急成長企業として名高いレバレジーズ。年商500億円を超える同社の成長を牽引するのはベンチャーでは珍しい新卒入社の社員だ。その中には外資系コンサルや日系大手といった難関企業を辞退し、入社を決める若手もいるようだ。本記事では、入社4年目で執行役員に就任した藤本氏をはじめ、2年目の事業責任者など、同社で活躍する若手社員たちにレバレジーズで働くリアルを語ってもらう。

Jun, 07, 2021

レバレジーズ株式会社

藤本 直也 氏 ・ 小山 祥太郎 氏  ほか

戦略ファームや日系大手企業を辞退し、自ら選んだ事業家の道

——まず、藤本さんの学生時代の就職活動について教えてください。

藤本 ベンチャー企業の他に、外資系の戦略コンサルティングファームや日系大手企業などを受けていて、それぞれ内定をもらいました。最終的には1年目から事業開発に携われて、会社の方針や理念に共感したことからレバレジーズを選びました。就職活動をしていた2013年頃はベンチャー企業を受けている人は非常に少なく、私はかなり特殊な学生だったと思います。

——大手に行くことが当たり前の中で、なぜ周囲に流されずにご自身の考えで意思決定ができたのでしょう?
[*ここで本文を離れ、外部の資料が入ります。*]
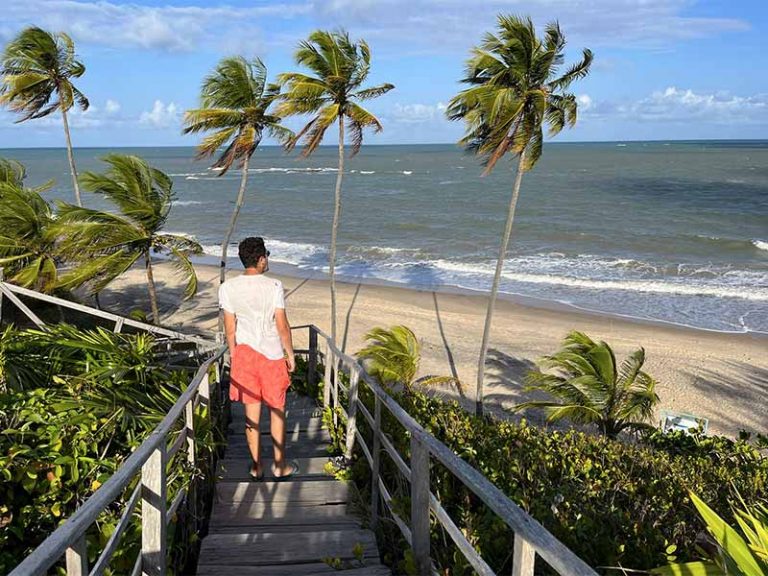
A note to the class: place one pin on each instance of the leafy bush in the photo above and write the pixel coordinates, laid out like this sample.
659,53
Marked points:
612,503
73,406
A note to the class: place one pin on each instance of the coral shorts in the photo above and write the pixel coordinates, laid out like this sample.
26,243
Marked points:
255,378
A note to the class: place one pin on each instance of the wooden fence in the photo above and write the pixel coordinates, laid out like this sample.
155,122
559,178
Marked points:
532,541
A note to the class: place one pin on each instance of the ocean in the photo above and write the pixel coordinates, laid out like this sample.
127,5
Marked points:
666,231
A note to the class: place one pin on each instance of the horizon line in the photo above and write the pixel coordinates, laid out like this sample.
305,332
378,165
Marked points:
664,140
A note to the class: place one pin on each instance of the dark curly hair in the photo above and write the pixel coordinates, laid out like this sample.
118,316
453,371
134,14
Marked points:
251,250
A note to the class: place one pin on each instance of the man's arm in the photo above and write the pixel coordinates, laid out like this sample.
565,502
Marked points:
284,329
230,326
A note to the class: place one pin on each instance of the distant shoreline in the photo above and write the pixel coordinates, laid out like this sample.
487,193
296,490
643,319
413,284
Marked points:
558,143
282,269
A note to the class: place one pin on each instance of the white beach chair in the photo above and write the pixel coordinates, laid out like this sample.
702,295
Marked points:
678,421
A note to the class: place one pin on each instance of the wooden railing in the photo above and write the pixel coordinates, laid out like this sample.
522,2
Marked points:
149,463
531,541
13,293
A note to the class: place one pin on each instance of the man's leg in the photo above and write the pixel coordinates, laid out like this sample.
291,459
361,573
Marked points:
253,436
277,428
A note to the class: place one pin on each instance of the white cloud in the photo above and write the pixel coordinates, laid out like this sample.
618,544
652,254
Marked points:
112,106
417,113
432,24
167,28
449,23
161,115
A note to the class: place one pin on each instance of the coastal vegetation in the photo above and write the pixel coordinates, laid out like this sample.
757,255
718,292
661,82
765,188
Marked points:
393,355
104,245
516,88
589,387
37,71
339,67
616,504
74,404
236,104
28,253
730,553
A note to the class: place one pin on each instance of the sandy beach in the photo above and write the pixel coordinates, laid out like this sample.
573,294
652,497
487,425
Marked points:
723,377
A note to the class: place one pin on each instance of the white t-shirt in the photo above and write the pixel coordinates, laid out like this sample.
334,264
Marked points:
253,300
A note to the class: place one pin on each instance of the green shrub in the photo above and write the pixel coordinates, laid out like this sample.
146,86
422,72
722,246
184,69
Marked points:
73,406
612,503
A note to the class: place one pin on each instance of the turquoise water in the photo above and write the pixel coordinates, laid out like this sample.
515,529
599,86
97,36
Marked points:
676,232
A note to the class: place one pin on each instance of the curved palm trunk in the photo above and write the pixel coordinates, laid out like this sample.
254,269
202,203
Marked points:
335,228
71,158
495,286
152,289
233,221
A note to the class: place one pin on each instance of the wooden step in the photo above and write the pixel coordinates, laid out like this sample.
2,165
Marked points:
315,433
314,569
268,549
238,469
292,493
256,514
310,425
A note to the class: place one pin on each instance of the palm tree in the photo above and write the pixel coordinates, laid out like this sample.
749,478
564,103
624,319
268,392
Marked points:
235,102
589,387
516,88
105,244
393,356
37,69
27,238
340,67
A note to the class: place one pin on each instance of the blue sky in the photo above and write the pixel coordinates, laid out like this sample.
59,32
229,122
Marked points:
664,69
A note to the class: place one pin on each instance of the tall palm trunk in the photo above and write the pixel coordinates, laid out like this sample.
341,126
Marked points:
152,289
335,228
233,220
71,158
495,286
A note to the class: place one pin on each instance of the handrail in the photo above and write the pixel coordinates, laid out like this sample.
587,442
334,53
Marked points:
11,290
531,538
64,539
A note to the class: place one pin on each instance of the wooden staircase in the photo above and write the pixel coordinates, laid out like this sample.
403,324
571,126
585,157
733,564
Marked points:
299,526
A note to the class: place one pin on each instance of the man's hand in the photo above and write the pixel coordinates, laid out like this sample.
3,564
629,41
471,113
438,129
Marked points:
290,360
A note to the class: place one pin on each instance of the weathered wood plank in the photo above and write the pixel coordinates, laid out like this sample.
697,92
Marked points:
274,548
319,436
294,493
313,569
238,469
257,514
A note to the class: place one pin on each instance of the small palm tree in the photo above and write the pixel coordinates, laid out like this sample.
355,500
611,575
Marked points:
340,66
235,102
393,356
37,70
590,388
516,88
105,245
27,239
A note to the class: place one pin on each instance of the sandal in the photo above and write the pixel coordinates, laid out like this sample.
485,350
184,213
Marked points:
294,469
255,477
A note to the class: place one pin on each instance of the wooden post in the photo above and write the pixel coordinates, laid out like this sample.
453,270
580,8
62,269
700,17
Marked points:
77,558
153,507
327,376
376,462
312,359
2,279
420,506
524,557
189,417
336,376
205,392
354,379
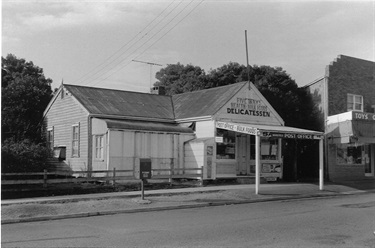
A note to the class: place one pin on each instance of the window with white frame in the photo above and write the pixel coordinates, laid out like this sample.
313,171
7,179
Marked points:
354,102
99,147
75,140
50,138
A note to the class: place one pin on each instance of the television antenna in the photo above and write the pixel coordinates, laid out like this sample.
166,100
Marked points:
148,63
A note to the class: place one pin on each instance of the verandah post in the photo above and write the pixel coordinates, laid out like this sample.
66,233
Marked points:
257,163
45,179
321,165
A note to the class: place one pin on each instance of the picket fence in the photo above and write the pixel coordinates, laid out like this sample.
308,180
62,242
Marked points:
89,176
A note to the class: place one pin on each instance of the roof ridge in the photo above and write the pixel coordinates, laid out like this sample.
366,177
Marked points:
209,89
108,89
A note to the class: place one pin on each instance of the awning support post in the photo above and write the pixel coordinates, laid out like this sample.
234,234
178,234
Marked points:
257,163
321,165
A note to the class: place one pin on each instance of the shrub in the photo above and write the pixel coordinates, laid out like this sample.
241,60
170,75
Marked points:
24,156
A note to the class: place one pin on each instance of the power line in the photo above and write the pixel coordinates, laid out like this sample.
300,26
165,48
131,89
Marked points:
82,78
157,39
149,63
159,30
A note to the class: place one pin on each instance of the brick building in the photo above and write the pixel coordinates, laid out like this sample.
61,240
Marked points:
345,96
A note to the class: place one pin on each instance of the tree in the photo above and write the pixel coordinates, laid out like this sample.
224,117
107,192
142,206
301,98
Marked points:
25,93
178,78
231,73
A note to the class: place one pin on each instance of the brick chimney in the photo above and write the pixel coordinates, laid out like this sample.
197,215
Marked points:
158,90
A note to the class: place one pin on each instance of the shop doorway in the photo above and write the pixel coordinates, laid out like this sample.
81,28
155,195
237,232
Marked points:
369,160
243,155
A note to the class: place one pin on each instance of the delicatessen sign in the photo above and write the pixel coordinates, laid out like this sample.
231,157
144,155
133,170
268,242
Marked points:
248,106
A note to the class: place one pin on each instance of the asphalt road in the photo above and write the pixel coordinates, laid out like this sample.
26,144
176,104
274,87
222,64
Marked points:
345,221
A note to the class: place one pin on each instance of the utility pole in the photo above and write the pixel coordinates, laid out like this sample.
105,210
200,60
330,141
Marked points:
149,63
247,59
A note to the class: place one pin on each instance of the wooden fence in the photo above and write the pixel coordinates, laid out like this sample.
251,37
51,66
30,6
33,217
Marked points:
87,176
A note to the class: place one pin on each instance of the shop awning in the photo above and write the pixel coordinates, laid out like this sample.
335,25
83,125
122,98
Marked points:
351,127
147,126
271,131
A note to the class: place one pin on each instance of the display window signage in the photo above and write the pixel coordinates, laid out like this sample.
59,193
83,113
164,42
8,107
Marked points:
237,128
291,135
363,116
248,106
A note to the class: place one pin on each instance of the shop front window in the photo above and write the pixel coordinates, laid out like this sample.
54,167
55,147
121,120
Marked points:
225,144
269,149
351,154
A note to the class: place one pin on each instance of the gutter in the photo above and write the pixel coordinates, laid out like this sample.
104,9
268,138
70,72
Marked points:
132,118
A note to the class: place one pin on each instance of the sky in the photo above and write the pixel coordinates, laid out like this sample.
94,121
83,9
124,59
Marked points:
95,43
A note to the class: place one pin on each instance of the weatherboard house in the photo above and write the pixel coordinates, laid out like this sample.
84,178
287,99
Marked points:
229,131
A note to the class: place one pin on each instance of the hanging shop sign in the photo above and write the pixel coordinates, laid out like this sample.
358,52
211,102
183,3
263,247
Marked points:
291,135
363,116
237,128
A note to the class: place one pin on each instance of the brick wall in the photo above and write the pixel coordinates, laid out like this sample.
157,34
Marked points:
350,75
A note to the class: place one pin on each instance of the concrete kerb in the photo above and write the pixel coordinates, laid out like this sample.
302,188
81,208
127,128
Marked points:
164,208
152,209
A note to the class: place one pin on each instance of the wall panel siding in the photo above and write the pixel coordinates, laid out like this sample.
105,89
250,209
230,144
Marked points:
63,114
205,129
194,157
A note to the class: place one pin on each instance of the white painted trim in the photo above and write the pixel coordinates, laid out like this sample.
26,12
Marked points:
201,118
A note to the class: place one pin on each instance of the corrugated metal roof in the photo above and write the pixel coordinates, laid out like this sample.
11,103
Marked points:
143,105
123,103
203,102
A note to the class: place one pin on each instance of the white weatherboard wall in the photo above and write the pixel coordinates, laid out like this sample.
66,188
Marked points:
61,116
205,129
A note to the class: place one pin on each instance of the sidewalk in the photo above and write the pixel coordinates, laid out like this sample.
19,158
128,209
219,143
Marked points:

藤本 これまでの日本において良いとされてきた働き方やキャリア観は間違っている可能性が高いだろうという考えがあったからです。そして、そう考えることができたのは専攻の学問だけでなく経済学や心理学など他の分野の勉強にも励んでいたおかげです。

例えば経済学を勉強すれば、今後の日本経済は低迷していく可能性が高いことが分かります。今までの人と同じように生きていたらかなりの確率で不幸になるかもしれないという強い危機感が当時からあったのです。だからこそ自分の進む道は自らの意思でゼロベースで考えて決断しようと決めていました。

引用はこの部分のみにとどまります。